After being snubbed by stiff US export control laws on sharing of 5th generation fighter aircraft technologies, Japan has taken upon itself to develop most of the technologies required for the development of a 5th generation fighter jet to be called F-3 while it continues to induct American made F-35 Stealth fighter jets in good numbers.
According to latest media reports, F-3 design will be only confirmed in 2020 but it will much bigger aircraft then X-2 Shinshin Advanced Technology Demonstrator aircraft which flew in 2016 and many defense analysts predict that Japan is going for an F-22 class fighter jet which means it could have an MTOW of over 35 tonnes and to meet power demands of such Heavy class stealth fighter jet, Japan as developed and begun testing of XF-9-1 low-bypass turbofans developed by Ishikawa Heavy Industries (IHI).
According to IHI, XF-9-1 is a low-bypass turbofan already which has already demonstrated 108kN of dry thrust and also has reached engine wet thrust requirement of 150kN thrust. XF9-1 prototype developed is close to the General Electric F110 in size, and is comparable to the Pratt & Whitney F119 in terms of thrust class. F119 turbofan engines are what powers F-22 fighter jets and have 116kN of dry thrust and 156kN wet thrust but XF-9-1 is half-meter shorter and 30 centimeters slimmer than the F-119, leaving more room for internal weapons.
In 2016, when Mitsubishi X-2 Shinshin experimental aircraft took to air for the first time and was to be used as a template for testing many of the technologies required for the F-3 program but it was mocked by many western and Chinese defense analysts after it was found that Japan used an under powered IHI developed XF5-1 low-bypass turbofan engines which barely generated 49kN of Wet thrust but many were in for shock and surprise when IHI showcased fully developed XF-9-1 prototypes in 2017 and started testing them in 2018.
XF-9-1 prototype already has gone through Maximum verification thrust tests in 2018 and already demonstrated 108kN of dry and 150kN of wet thrust, IHI team which begin its research in the development of low-by pass turbofan engine in ’70s, started from developing a basic F3-IHI-30 engines (16.32 kN ) to power its T-4 Subsonic trainer and then later moved to develop XF3-400 engine (30kN) and later developed XF5-1engines (49kN) which became base to develop F-7 (60kN) engine which is used to power Kawasaki P-1 maritime patrol aircraft but Japan was still not able to develop any engine beyond 60kN Wet Thrust which was one of the reasons many mocked them when they announced to develop 5th generation fighter jet with an indigenous engine.
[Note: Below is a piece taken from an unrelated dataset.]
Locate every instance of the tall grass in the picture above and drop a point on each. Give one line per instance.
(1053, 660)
Back home in India. Our low-bypass turbofan experts have developed the Kaveri prototype (K9) engine which has been successfully tested and also demonstrated 83Kn of Wet thrust at Gromov Flight Research Institute in Moscow and even has been certified by French Safran for flight-testing onboard a test-bed aircraft. Current 83Kn of Wet thrust is not enough to power 83 LCA-Tejas Mk1A or even older Mk1 variants but headway in the program do show that influx of additional funding and integration of other agencies along with additional manpower, along with organizations changes in the GTRE can help develop an engine which can be used to develop a wet thrust range from 110Kn to 125Kn.
A Successful Kaveri engine is a necessity not only for the AMCA program but also for the upcoming Ghatak UCAV, SPORTS ( Lead in fighter), Medium Weight Tejas MkII, Naval TEDBF, Naval-AMCA programs. Spin-offs of the Kaveri engine program can be used to develop small turbofan engines for future military cargo and transport planes in the near future.
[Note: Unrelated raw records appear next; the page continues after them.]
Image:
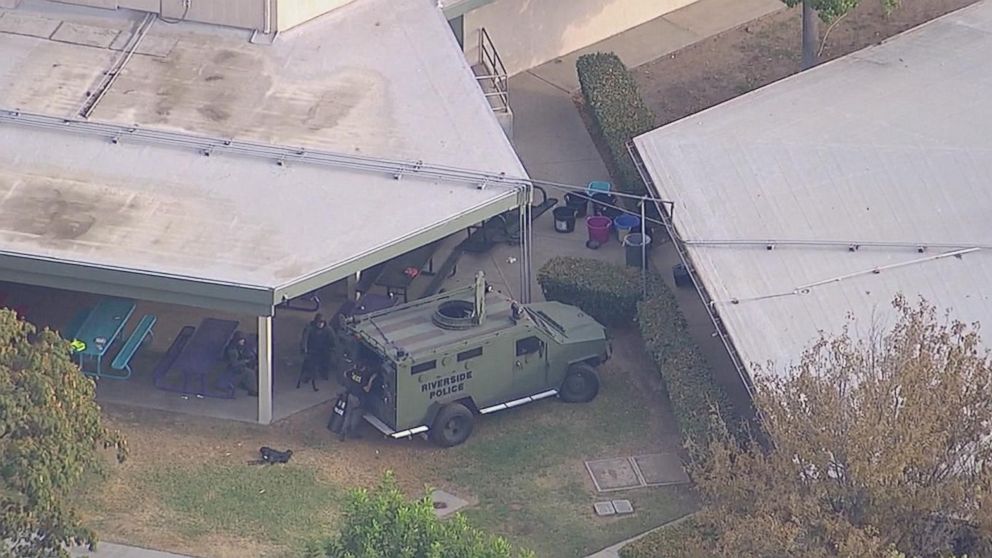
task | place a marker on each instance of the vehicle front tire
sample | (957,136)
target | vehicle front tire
(581,384)
(452,425)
Instead of running behind the United States for Joint venture and transfer of technology for the core technology, which they will never agree to, India should instead focus on developing K10 engine based on the experience and on the transfer of technology it has received from Russian AL-31F and RD-33 engines to develop a new engine which can meet western standards, but our immediate focus should be to complete flight trials of the K-9 engines on a test-bed aircraft preferably first on a twin-engine Su-30MKI powered by K9 and AL-31F engine and later on LCA-Tejas Prototypes so that at least a Dry variant of the engine generating 50kN of thrust will be ready for production for the Ghatak UCAV program.